Fans went wild. To help promote the upcoming film, the Browncoats made flyers and held viewing parties of the series. Ten Florida-local Browncoats as an epic premier party for the film planned one of the more prominent events, referred to in Browncoat circles as, the Orlando shindig, was planned by ten Florida Browncoats as an epic premiere party. Whedon and company even went so far as to fully support the event. Surprisingly, Karen Robertson, one of the event’s core ten, said that, "[she doesn’t] think anybody would have been more likely to be involved if this was a more established franchise. In fact, they probably would have been LESS likely to want to be involved."
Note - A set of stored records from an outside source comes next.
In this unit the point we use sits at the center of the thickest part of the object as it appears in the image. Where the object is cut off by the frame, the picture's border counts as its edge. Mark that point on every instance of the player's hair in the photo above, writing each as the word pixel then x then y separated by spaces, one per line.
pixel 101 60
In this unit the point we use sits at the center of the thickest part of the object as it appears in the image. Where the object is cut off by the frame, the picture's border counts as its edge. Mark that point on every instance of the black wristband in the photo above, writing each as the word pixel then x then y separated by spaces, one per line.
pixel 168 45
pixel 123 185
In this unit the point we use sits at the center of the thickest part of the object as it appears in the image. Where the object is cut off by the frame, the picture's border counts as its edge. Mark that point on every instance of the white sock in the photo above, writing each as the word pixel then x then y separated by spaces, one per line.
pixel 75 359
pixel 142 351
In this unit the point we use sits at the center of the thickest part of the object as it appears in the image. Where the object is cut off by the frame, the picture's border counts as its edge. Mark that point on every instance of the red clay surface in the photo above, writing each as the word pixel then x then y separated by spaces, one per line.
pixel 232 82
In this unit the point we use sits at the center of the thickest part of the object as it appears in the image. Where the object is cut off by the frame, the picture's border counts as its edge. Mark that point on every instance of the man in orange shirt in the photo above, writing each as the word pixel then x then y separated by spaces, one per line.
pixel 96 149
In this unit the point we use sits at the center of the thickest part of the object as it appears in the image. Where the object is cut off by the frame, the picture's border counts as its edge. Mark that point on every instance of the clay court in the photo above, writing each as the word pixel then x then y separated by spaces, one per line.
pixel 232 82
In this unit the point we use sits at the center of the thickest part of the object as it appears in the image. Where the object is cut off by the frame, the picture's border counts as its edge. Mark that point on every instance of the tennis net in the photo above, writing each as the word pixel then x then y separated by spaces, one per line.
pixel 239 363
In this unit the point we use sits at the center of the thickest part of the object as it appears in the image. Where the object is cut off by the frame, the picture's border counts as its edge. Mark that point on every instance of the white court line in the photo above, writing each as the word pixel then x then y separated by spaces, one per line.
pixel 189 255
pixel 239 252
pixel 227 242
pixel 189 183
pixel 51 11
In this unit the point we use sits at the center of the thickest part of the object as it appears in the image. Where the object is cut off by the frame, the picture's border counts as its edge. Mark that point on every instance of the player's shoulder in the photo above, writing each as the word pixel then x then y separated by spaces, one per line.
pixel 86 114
By October 1, the Orlando shindig was over and the fans were pleased. It is summed up best by Tim Downey, 25-year-old Florida native, a Browncoat who attended the shindig: "I’ve been in the audience for some pretty highly anticipated films - opening day and/or midnight showings of all three Star Wars prequels and The Lord of the Rings trilogy, Spider-Man, Harry Potter ... Let me tell you all something: I have never seen an audience react the way we did for Serenity. It was electric ... Serenity confirms the best things I’ve always held true about art. That it matters, and not just in the larger cultural sense, but that it matters to people. That people will go out of their way when it matters. That, as Joss said, we believe beyond reason."